[caption id="attachment_12269" align="aligncenter" width="150"] Oleh: Dr. Sholihul Huda, M.Fil.I
Optika.id - Pluralisme keagamaan di Lamongan terbangun sangat baik di tengah kehidupan masyarakat yang majemuk. Bangunan pluralisme keagamaan di masyarakat Lamongan sudah terbangun sejak lama dan memiliki akar kesejarahan yang panjang. Tradisi kultural yang harmoni dan toleran terbangun kuat di masyarakat Lamongan sehingga, sangat layak jika kemudian mendapat julukan Kampung Pancasila yang tepatnya di Desa Balun Kec. turi Kab. Lamongan.
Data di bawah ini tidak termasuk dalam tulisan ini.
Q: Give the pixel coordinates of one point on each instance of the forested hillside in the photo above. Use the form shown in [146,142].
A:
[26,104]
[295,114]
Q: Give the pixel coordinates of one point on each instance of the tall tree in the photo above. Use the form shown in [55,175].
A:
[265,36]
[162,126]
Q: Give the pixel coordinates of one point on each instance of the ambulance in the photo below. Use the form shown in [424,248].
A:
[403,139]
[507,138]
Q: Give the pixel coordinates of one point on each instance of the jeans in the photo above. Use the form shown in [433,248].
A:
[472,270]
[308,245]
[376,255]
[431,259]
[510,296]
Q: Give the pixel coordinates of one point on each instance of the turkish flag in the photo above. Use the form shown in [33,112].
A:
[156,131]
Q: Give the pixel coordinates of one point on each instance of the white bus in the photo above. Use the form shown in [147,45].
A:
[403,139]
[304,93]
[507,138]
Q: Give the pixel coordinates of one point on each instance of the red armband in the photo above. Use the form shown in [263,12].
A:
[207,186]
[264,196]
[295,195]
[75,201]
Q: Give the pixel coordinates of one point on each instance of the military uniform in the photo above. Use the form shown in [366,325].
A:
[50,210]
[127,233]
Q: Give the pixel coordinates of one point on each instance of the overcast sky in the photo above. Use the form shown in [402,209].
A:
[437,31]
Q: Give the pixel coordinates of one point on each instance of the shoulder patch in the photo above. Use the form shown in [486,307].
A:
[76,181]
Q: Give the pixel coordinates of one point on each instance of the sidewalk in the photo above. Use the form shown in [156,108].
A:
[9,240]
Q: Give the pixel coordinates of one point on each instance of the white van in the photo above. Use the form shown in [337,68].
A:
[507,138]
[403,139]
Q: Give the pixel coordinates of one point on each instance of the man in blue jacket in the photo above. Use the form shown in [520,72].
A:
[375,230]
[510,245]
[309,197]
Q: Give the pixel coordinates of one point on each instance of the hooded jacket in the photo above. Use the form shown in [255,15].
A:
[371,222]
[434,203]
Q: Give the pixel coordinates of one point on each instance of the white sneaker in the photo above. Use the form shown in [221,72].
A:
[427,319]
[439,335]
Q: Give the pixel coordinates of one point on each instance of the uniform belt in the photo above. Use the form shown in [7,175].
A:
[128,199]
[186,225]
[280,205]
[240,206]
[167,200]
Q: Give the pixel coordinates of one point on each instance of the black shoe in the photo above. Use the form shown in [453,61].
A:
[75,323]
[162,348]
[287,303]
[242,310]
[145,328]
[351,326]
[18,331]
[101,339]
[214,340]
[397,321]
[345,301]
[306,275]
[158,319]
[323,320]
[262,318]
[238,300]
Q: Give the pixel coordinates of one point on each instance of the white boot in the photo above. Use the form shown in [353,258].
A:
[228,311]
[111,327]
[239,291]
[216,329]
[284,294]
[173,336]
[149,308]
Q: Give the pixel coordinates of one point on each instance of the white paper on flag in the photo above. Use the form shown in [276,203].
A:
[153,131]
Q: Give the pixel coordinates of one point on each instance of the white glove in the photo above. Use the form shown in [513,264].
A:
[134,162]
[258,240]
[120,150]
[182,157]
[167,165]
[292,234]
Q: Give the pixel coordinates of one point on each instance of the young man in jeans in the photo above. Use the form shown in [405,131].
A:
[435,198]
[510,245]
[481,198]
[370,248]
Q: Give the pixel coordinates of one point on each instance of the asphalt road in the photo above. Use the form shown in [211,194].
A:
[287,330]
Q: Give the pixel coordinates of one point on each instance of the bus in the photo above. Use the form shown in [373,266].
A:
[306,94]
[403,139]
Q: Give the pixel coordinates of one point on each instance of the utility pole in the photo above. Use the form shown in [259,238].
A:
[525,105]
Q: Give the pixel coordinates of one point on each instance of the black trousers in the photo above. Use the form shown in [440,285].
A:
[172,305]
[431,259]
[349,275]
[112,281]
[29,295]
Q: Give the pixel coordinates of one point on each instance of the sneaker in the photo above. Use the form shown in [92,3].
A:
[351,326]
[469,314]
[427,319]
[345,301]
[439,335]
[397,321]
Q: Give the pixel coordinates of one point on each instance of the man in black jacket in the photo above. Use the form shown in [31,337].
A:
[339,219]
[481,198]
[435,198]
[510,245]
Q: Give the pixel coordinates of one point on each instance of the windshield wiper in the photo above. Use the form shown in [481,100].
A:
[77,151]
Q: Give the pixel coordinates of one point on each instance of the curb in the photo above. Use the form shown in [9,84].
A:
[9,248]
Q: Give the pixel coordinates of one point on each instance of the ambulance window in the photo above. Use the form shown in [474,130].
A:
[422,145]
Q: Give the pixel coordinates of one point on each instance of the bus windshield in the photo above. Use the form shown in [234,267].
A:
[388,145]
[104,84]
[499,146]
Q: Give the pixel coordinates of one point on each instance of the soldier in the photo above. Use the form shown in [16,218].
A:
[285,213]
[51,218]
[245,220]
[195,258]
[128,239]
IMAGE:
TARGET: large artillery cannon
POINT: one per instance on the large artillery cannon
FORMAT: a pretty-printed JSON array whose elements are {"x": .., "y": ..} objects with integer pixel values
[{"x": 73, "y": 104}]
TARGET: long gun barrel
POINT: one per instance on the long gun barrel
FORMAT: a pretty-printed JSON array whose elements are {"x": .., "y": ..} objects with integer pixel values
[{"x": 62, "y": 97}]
Baca Juga: Lusa, UM Surabaya Resmikan Gedung Kampus yang Tertinggi
Tradisi harmoni dan toleransi di tengah pluralisme keagamaan masyarakat Balun sebenarnya sesudah terbangun seiring sejarah awal kehidupan keagamaan masyarakat Balun yang terdiri tiga agama yaitu agama Islam-Kristen dan Hindu, sehingga dapat disebut Satu Tuhan Tiga Agama. Yang menarik dari kampung ini adalah walaupun mereka hidup dengan keragaman agama (Islam-Kristen-Hindu) tetapi mereka salalu damai dan harmoni, perbedaan tersebut tidak pernah dijadikan alat legitimasi untuk saling serang atau konflik, sementara di tempat lain perbedaan agama sering dijadikan legitimasi pendorong aksi diskriminasi, kekerasan dan konflik berdarah antar pemeluk agama.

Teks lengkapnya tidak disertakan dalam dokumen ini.